I closed my eyes, and it hit me in this flash, my mother sitting on the edge of my bed, reading that book to me. I couldn’t have been more than five years old. I could hear the soft, sweet sound of my mother’s voice—a memory that flashed back for only a few seconds and then I knew it would disappear just as quickly.

When I opened my eyes, the woman was gone, and I was sitting in the train station, all alone.

Twenty-three

I
came to the realization that if a moment could change your life, then another one could change it back, just as quickly, just as irreversibly. I would stop taking Ethel’s calming herbs, and the dreams would stop, the windows into other people’s lives would shut.

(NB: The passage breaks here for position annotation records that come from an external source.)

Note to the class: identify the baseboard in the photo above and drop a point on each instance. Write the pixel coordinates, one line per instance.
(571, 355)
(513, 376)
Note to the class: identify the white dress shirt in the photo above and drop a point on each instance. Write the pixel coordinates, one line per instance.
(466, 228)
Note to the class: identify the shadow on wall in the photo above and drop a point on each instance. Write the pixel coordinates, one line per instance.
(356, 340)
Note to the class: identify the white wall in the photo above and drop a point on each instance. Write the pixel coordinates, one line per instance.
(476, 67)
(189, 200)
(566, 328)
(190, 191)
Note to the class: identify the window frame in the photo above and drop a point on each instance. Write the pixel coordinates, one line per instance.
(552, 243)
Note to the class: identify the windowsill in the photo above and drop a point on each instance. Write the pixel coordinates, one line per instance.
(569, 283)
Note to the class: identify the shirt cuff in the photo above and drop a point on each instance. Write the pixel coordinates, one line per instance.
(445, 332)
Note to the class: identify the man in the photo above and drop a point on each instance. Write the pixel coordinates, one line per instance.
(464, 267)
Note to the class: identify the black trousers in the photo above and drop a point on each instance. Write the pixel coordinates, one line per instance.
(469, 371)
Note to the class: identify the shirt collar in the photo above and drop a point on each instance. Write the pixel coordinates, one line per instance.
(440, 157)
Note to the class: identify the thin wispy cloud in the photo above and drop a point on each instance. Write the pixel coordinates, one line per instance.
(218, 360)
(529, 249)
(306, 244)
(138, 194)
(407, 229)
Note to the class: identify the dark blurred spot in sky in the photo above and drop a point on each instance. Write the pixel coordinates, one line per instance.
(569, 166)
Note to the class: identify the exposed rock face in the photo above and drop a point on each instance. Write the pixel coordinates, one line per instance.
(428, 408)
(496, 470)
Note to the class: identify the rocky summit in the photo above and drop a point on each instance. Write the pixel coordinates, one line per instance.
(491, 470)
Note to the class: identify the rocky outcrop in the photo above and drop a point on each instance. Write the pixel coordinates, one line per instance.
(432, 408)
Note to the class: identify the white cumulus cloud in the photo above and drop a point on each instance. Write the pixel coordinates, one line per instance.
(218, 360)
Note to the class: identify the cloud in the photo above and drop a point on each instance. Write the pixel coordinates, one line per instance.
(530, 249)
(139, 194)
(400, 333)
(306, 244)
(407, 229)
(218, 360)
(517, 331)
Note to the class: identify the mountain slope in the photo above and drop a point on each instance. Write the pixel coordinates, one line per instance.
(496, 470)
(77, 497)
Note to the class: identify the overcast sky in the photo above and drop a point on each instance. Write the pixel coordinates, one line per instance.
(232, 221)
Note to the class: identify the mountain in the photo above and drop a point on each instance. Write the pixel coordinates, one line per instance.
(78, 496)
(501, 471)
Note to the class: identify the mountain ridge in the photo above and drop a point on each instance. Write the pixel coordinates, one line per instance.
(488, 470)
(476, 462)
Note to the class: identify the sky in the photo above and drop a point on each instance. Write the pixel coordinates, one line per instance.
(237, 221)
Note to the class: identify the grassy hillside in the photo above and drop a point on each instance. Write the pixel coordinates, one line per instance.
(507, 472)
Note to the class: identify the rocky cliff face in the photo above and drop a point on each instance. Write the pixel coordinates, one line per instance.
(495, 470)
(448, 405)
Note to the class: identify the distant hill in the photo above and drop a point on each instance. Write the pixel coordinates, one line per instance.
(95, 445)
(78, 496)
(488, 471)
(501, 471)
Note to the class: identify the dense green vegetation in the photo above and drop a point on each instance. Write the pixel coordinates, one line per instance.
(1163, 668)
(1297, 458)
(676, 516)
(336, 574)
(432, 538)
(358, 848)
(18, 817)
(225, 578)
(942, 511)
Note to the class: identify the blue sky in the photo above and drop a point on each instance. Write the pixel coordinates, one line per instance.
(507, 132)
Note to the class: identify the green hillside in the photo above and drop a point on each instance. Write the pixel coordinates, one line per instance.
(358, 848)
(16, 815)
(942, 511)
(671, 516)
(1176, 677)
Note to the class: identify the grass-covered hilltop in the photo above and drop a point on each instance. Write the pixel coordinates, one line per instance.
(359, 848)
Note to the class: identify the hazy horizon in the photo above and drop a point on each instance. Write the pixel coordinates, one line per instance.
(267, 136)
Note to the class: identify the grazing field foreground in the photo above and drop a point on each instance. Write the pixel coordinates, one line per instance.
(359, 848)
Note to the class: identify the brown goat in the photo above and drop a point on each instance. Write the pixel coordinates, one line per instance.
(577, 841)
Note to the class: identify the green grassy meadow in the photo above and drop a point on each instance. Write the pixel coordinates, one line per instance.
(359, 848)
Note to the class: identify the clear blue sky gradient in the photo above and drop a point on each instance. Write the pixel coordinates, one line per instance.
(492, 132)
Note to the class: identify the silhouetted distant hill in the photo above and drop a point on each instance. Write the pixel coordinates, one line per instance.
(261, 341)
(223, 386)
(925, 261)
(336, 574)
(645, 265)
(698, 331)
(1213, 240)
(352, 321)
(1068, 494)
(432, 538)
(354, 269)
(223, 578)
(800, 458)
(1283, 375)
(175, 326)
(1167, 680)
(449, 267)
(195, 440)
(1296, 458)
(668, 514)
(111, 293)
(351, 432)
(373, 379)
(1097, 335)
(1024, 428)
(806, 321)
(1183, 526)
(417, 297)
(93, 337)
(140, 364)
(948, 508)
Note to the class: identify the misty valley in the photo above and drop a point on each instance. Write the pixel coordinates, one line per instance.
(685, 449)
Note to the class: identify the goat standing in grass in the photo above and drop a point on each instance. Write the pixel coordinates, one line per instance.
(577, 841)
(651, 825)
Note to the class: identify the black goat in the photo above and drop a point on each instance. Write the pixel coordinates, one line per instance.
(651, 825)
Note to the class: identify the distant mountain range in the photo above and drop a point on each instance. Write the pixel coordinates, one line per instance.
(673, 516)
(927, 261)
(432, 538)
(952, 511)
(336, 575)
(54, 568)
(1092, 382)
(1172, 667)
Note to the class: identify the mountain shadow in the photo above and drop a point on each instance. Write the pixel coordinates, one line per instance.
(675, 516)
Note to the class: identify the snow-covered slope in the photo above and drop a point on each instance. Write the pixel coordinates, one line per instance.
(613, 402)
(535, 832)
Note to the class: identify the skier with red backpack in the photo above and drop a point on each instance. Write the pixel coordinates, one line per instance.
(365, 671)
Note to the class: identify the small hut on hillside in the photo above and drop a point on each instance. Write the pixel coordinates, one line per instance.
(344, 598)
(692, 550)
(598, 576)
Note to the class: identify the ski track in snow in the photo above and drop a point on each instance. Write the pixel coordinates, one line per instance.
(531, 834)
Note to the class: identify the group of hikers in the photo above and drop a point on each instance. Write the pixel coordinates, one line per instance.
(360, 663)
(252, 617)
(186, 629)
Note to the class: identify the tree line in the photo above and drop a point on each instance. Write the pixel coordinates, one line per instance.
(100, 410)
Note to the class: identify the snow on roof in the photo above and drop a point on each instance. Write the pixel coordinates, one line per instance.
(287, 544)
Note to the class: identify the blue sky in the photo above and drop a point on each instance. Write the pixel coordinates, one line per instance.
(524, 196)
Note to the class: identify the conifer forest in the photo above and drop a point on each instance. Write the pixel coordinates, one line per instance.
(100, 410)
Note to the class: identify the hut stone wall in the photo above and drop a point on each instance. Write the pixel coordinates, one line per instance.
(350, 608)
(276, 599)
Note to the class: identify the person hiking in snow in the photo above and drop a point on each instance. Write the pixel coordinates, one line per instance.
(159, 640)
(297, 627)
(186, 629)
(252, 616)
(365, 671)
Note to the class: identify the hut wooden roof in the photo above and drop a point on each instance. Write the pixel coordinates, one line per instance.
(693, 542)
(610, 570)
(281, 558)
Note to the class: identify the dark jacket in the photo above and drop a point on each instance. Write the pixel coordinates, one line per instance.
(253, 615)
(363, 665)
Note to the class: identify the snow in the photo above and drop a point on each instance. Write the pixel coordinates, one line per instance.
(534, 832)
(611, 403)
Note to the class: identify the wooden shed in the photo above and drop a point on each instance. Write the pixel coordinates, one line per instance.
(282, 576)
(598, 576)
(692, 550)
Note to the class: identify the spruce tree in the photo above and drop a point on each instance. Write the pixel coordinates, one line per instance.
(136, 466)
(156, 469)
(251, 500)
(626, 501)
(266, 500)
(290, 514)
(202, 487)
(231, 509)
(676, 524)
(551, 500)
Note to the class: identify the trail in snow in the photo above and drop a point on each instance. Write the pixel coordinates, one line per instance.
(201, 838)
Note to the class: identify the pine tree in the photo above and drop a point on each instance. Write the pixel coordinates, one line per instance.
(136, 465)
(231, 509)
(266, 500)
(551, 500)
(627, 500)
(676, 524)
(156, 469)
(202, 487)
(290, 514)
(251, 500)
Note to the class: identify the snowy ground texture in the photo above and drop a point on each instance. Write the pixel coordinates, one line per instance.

But without the herbs, I found myself lying awake, staring at the ceiling, listening to the quiet hum of Will’s snore in my ear, and when I finally did fall asleep, my sleep was fitful in short and anxious bursts, so no amount of coffee or jogging could clear the fog from my head the next morning. Midweek, Lisa called and canceled our jog, saying she wasn’t feeling up to it this week, so I stopped going by myself, too. I was too tired for the exercise, and I realized I was feeling even worse off the herbs than I’d felt on them.